翌日の昼頃、レベーカが水を何とか形のある氷にすることができた。小さい形だったが、それは確かに氷だった。
「うむ」とキッシンジャーは言った。
「あともう一度、もう少し大きな氷をつくるのじゃ。それが終わったら次へ移ろう」
シドも理論を読み返し、夕方には立派な氷を作り上げることができた。
「ほう、なかなかええの」とキッシンジャーは言った。
「二人ともいいペースじゃ」
二人は疲れていたが笑った。
「お祝いに今日はルームサービスを頼むがよい。
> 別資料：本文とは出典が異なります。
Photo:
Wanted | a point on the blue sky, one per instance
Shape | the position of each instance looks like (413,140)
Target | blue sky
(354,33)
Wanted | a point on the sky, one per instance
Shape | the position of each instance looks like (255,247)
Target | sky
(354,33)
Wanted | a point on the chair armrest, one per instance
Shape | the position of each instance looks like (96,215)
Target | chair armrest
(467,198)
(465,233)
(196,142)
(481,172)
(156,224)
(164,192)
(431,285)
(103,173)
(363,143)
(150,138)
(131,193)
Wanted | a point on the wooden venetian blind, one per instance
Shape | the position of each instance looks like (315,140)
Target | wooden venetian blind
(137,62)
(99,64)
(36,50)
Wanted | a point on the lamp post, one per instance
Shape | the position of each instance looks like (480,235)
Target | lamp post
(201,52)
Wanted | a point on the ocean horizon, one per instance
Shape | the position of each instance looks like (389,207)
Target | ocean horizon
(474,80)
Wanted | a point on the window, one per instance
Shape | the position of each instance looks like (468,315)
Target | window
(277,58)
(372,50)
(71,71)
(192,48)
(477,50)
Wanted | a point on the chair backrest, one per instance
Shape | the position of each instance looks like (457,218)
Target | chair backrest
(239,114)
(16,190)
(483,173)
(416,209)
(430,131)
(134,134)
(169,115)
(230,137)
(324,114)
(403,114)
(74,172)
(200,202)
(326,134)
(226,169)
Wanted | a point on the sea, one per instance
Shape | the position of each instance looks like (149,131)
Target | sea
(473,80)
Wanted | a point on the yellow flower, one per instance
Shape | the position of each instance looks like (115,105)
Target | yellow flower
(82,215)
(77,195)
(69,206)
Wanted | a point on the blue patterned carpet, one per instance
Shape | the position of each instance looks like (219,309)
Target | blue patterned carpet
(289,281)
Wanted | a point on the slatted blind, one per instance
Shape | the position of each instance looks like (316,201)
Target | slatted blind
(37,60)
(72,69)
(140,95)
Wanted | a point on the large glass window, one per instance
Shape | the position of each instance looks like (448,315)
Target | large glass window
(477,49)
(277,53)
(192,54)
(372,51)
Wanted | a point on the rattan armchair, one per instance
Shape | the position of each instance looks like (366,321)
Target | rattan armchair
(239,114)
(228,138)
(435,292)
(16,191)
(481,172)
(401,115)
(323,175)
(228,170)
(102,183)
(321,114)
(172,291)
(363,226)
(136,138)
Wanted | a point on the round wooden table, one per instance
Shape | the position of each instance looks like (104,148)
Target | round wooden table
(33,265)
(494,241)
疲れたじゃろう。現地調査はなしじゃ」
「行かせてください」咄嗟に発現したのはシドだった。
「俺、よく考えたら一人、なんもしてねえし、助けられた身なんすよ。できることならなんでもしたいっす」シドは本心で訴えていた。
「シド……」その見解にレベーカは心を打たれた。
「私も行きます」レベーカもその心につられた。
「私も一刻も早くディーンに会いたい」
「そこまで言うなら」とキッシンジャーは言った。
「好きにせい」
その日の夜はまた行ったことのないバーに行った。地下にあるバーで、ジャズの生演奏がされている、これまたしゃれた店だ。シドとレベーカは別々に店にはいり、別々に座った。
「こんにちは」レベーカの前に眼鏡をかけた男性が座った。背は低く、やせ形で高そうな時計をしている。いかにも稼いでいそうだ。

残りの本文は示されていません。